Side effect profiles for all medications should be reviewed with patients and can provide guidance in the choice of agents for individual patients. Combinations of digoxin plus diltiazem, atenolol, or betaxolol also have been shown to be effective at rest and with exercise. These combinations may be better reserved for situations when single-agent therapy has failed.

Acute Conversion

For patients who elect to undergo acute cardioversion to achieve sinus rhythm in atrial fibrillation, direct-current and pharmacologic conversion are appropriate options. While there are good data to support both options, there are no data on the efficacy of one method over the other because no head-to-head trials have compared them. Long-term effectiveness in maintaining sinus rhythm is moderate to low for both methods. Adequate safety data are not available to make recommendations about the setting of cardioversion.

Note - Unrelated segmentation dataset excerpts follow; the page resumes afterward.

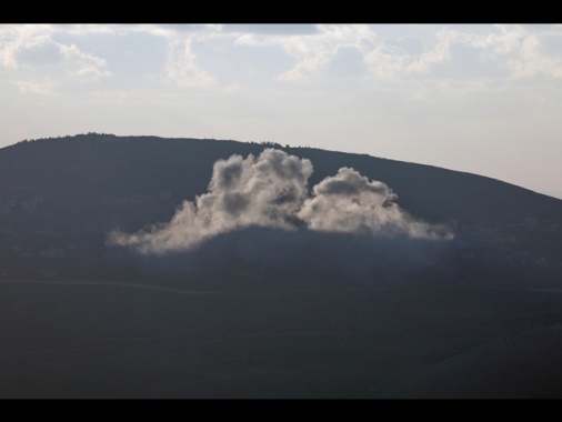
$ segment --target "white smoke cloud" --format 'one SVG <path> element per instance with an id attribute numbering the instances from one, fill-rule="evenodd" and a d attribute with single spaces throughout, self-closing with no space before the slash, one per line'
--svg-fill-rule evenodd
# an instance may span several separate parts
<path id="1" fill-rule="evenodd" d="M 113 232 L 110 243 L 142 253 L 192 249 L 220 233 L 248 227 L 451 239 L 442 227 L 417 221 L 393 201 L 397 195 L 379 181 L 342 168 L 309 194 L 312 163 L 265 149 L 259 157 L 232 155 L 214 163 L 209 192 L 184 201 L 170 222 L 133 234 Z"/>

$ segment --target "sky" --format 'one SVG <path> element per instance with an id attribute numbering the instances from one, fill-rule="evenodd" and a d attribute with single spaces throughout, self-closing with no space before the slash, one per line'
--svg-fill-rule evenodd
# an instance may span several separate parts
<path id="1" fill-rule="evenodd" d="M 561 24 L 0 24 L 0 148 L 275 142 L 562 199 Z"/>

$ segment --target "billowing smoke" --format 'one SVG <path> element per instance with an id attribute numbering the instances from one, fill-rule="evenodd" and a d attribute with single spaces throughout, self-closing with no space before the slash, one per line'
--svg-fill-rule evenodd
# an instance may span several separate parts
<path id="1" fill-rule="evenodd" d="M 170 222 L 127 234 L 113 232 L 110 243 L 142 253 L 162 254 L 199 247 L 221 233 L 261 227 L 297 231 L 357 233 L 408 239 L 451 239 L 443 227 L 418 221 L 394 201 L 379 181 L 342 168 L 309 194 L 312 163 L 281 150 L 259 157 L 232 155 L 214 163 L 209 192 L 184 201 Z"/>

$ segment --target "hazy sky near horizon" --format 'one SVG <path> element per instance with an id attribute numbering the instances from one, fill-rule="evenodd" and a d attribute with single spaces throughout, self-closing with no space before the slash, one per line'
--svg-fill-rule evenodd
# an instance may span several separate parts
<path id="1" fill-rule="evenodd" d="M 268 141 L 562 198 L 560 24 L 0 24 L 0 148 Z"/>

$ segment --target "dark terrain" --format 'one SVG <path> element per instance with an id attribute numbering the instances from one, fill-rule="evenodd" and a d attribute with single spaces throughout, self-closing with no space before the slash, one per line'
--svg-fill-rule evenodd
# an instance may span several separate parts
<path id="1" fill-rule="evenodd" d="M 250 228 L 158 259 L 107 244 L 267 147 L 310 159 L 310 185 L 341 167 L 382 181 L 455 239 Z M 558 399 L 561 293 L 562 201 L 481 175 L 98 133 L 0 149 L 0 398 Z"/>

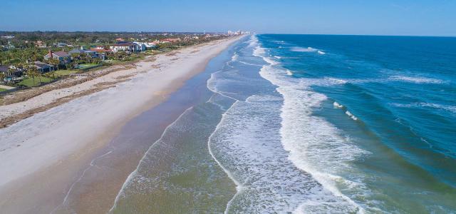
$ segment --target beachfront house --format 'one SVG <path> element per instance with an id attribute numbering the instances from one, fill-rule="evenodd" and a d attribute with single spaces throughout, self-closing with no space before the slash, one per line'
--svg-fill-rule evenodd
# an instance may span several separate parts
<path id="1" fill-rule="evenodd" d="M 5 82 L 14 81 L 24 75 L 24 71 L 22 69 L 18 69 L 14 66 L 5 65 L 0 65 L 0 73 L 4 74 L 4 78 L 2 81 Z"/>
<path id="2" fill-rule="evenodd" d="M 140 46 L 133 42 L 122 42 L 109 46 L 109 49 L 113 50 L 113 52 L 115 53 L 119 51 L 137 52 L 140 51 Z"/>
<path id="3" fill-rule="evenodd" d="M 162 43 L 175 43 L 180 41 L 180 38 L 167 38 L 165 39 L 162 39 L 160 41 Z"/>
<path id="4" fill-rule="evenodd" d="M 54 71 L 54 67 L 53 66 L 38 61 L 33 62 L 33 65 L 36 67 L 38 71 L 41 73 Z"/>
<path id="5" fill-rule="evenodd" d="M 53 52 L 49 51 L 49 53 L 44 56 L 44 59 L 49 60 L 50 58 L 58 59 L 61 65 L 66 65 L 71 62 L 71 56 L 65 51 Z"/>
<path id="6" fill-rule="evenodd" d="M 145 51 L 147 49 L 147 46 L 144 42 L 134 41 L 133 43 L 138 46 L 138 49 L 140 50 L 140 51 Z"/>
<path id="7" fill-rule="evenodd" d="M 70 51 L 68 51 L 68 54 L 86 54 L 87 55 L 87 56 L 90 56 L 92 58 L 95 58 L 98 57 L 98 54 L 97 52 L 95 51 L 92 51 L 92 50 L 86 50 L 84 49 L 82 46 L 81 47 L 81 49 L 74 49 Z"/>

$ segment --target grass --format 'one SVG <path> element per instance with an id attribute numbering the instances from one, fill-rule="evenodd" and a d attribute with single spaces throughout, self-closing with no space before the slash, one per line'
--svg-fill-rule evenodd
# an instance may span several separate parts
<path id="1" fill-rule="evenodd" d="M 52 78 L 45 76 L 41 76 L 41 78 L 42 83 L 48 83 L 52 81 Z M 27 87 L 38 86 L 40 85 L 40 79 L 38 77 L 35 77 L 35 83 L 33 84 L 33 79 L 32 78 L 28 78 L 20 81 L 17 84 L 19 86 L 25 86 Z"/>
<path id="2" fill-rule="evenodd" d="M 76 70 L 58 70 L 55 71 L 54 75 L 56 76 L 56 77 L 60 77 L 60 76 L 68 76 L 70 75 L 71 73 L 76 73 L 79 72 L 79 71 L 76 71 Z"/>
<path id="3" fill-rule="evenodd" d="M 99 64 L 95 64 L 95 63 L 79 64 L 78 69 L 87 70 L 87 69 L 90 69 L 91 68 L 97 67 L 99 66 L 100 66 Z"/>

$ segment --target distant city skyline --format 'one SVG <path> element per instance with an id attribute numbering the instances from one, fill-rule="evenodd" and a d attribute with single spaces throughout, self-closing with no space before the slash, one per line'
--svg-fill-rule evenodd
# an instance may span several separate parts
<path id="1" fill-rule="evenodd" d="M 456 36 L 456 1 L 4 0 L 0 31 Z"/>

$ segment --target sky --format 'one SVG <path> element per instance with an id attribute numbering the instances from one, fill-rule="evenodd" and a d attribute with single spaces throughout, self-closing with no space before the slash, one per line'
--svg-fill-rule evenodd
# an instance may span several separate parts
<path id="1" fill-rule="evenodd" d="M 0 0 L 0 31 L 456 36 L 456 0 Z"/>

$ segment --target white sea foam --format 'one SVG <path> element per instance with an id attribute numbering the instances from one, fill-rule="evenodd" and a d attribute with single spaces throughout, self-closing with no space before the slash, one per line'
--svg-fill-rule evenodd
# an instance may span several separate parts
<path id="1" fill-rule="evenodd" d="M 427 77 L 416 77 L 416 76 L 393 76 L 389 78 L 390 80 L 392 81 L 402 81 L 406 82 L 411 82 L 415 83 L 434 83 L 439 84 L 444 82 L 444 81 L 432 78 L 427 78 Z"/>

Role of Echocardiography in the Acute Conversion of Atrial Fibrillation

Transesophageal echocardiography with prior short-term anticoagulation followed by early acute cardioversion (in the absence of intracardiac thrombus) with postcardioversion anticoagulation versus delayed cardioversion with pre- and postanticoagulation are appropriate management strategies for patients who elect to undergo cardioversion. The choice between the two strategies should be based on patient preference and clinical situation, including contraindications to transesophageal echocardiography or availability of this technology.

Maintenance Therapy

Most patients who convert to sinus rhythm from atrial fibrillation should not be placed on maintenance therapy because the risks outweigh the benefits. In a select group of patients whose quality of life is compromised by atrial fibrillation, the recommended pharmacologic agents for rhythm maintenance are amiodarone, disopyramide, propafenone, and sotalol (drugs listed in alphabetical order). The choice of agent predominantly depends on specific risk of side effects based on patient characteristics.

All agents have some potential for minor and serious side effects, suggesting the need for careful consideration of the relative risks and benefits of an aggressive approach to maintaining sinus rhythm versus the alternate strategy of rate control and stroke prevention before beginning therapy.